Of course, thank you to Antje. I just have a couple of questions.

Could you comment on the U.S. formulary position in immunology in terms of any trend you are seeing towards basically parity access for all drugs and this leading to a bit of a shift to competition more in the doctor's office?

Just wondered -- we heard it from a competitor. Just wondered if you're also sensing that trend.

And then interested in your comment that CIMZIA are still seeing volume growth, and I just wondered is that across all markets? And are you, on the whole, expecting that TNF volumes will be stable to slightly growing in the future?

Just thinking of that as a sort of a pool of patients switching to newer therapies, but overall, should we anticipate TNF stable to growing over the coming years?

Thank you for your question on the U.S. formularies.

No, so I wouldn't say that we've currently sort of seen everyone going to parity.
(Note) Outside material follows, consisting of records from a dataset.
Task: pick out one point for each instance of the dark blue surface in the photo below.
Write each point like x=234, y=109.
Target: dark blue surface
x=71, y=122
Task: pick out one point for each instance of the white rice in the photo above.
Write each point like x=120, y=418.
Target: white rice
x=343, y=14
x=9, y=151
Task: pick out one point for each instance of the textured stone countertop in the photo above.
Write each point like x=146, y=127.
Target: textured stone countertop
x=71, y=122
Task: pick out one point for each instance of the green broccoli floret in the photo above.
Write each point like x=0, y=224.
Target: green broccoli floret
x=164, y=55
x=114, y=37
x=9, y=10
I mean we still have sort of the double-step, single-step or first line or excluded in sort of the packages that -- yes, and how the formularies are set up for the moment in the U.S.
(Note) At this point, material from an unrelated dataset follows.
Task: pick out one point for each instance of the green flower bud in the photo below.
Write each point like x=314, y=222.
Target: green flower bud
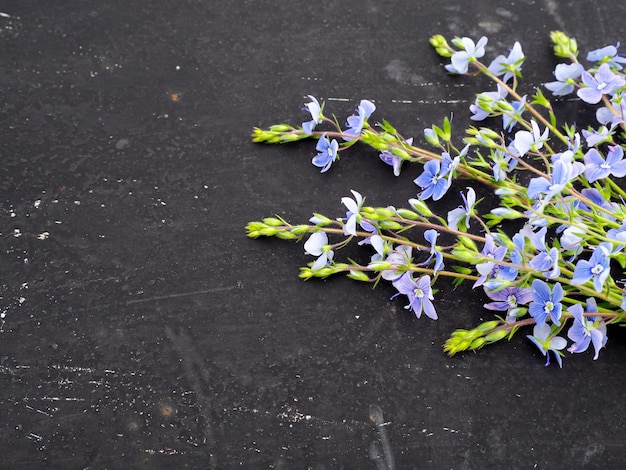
x=358, y=275
x=496, y=336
On your question on CIMZIA, so we continue to see increase in growth for CIMZIA. I would say it's standing out from the TNF lot in general.

So there's very different dynamics for the rest of the TNFs. And I do think it's really because of the uniqueness of CIMZIA and how it's PEgylated formulation and the impact it has on particular patient populations.

Thank you.

Congrats on a strong year. Also want to add my congrats to Antje for your new journey.

I have two questions. First is regarding BIMZELX.

For psoriasis and for the rheumatology indication, how should we think about the penetration or market share in the total biologic market beyond just IL-17? And how should we think about the gross-to-net in the longer term?

Second question is for FINTEPLA. I'm just curious about your current thoughts on the gene therapy competitor programs, including the ASO and AAV gene therapy for Duchenne syndrome.

Apparently, at the same time, you know, there are a couple [indiscernible] drug, in late-stage trials. How would these new products potentially, I mean, change the market dynamics in the coming years?

So maybe let me start with the gross-to-net. I mean, I think Sandrine has sort of mentioned it as well.

So one -- I mean, we will see a difference between last year where we had quite a few scripts, medical exception at full price. Now you will see a net price or gross-to-net more in line with where our access coverage is, whether it's first-line, single-step or double-step edit as well taking into account, of course, that the dosages across the different indications and loading doses are different.

Your question around FINTEPLA -- sorry, I'm just going back to my notes linked to the question that you asked. So your question around FINTEPLA and potentially future competition.

Well, first, in general, usually competition increases the market and is a good thing for both patients and for us. I would say what we are seeing with FINTEPLA is really a strong impact.

From an efficacy perspective, we've just, as Emmanuel mentioned, shared the outcome of the Phase III data for CDD, which reinforces not only the impact that we have on seizure, but also on the non-seizure outcomes and we hope to sort of further increase our data package and improving the efficacy and the benefits of that drug with our Rett syndrome indications. So I think that by the time that they come on the market, the wealth of data and the proven real-world evidence will support FINTEPLA as a strong option.

Thank you.

So that was the final question for today. Thank you so much.

Thanks to Jean-Christophe, Fiona, Sandrine and Emmanuel, of course, of my screen here. Thanks to the audience, you have been very patient with us.

We went definitely well above the hour. And yes, thank you all for everything.

I enjoyed every moment, and I wish you all the best. For every question that is open for any future interactions, you know where to find us.

We are here, and we are going there to continue to serve you as good as we can. Thank you.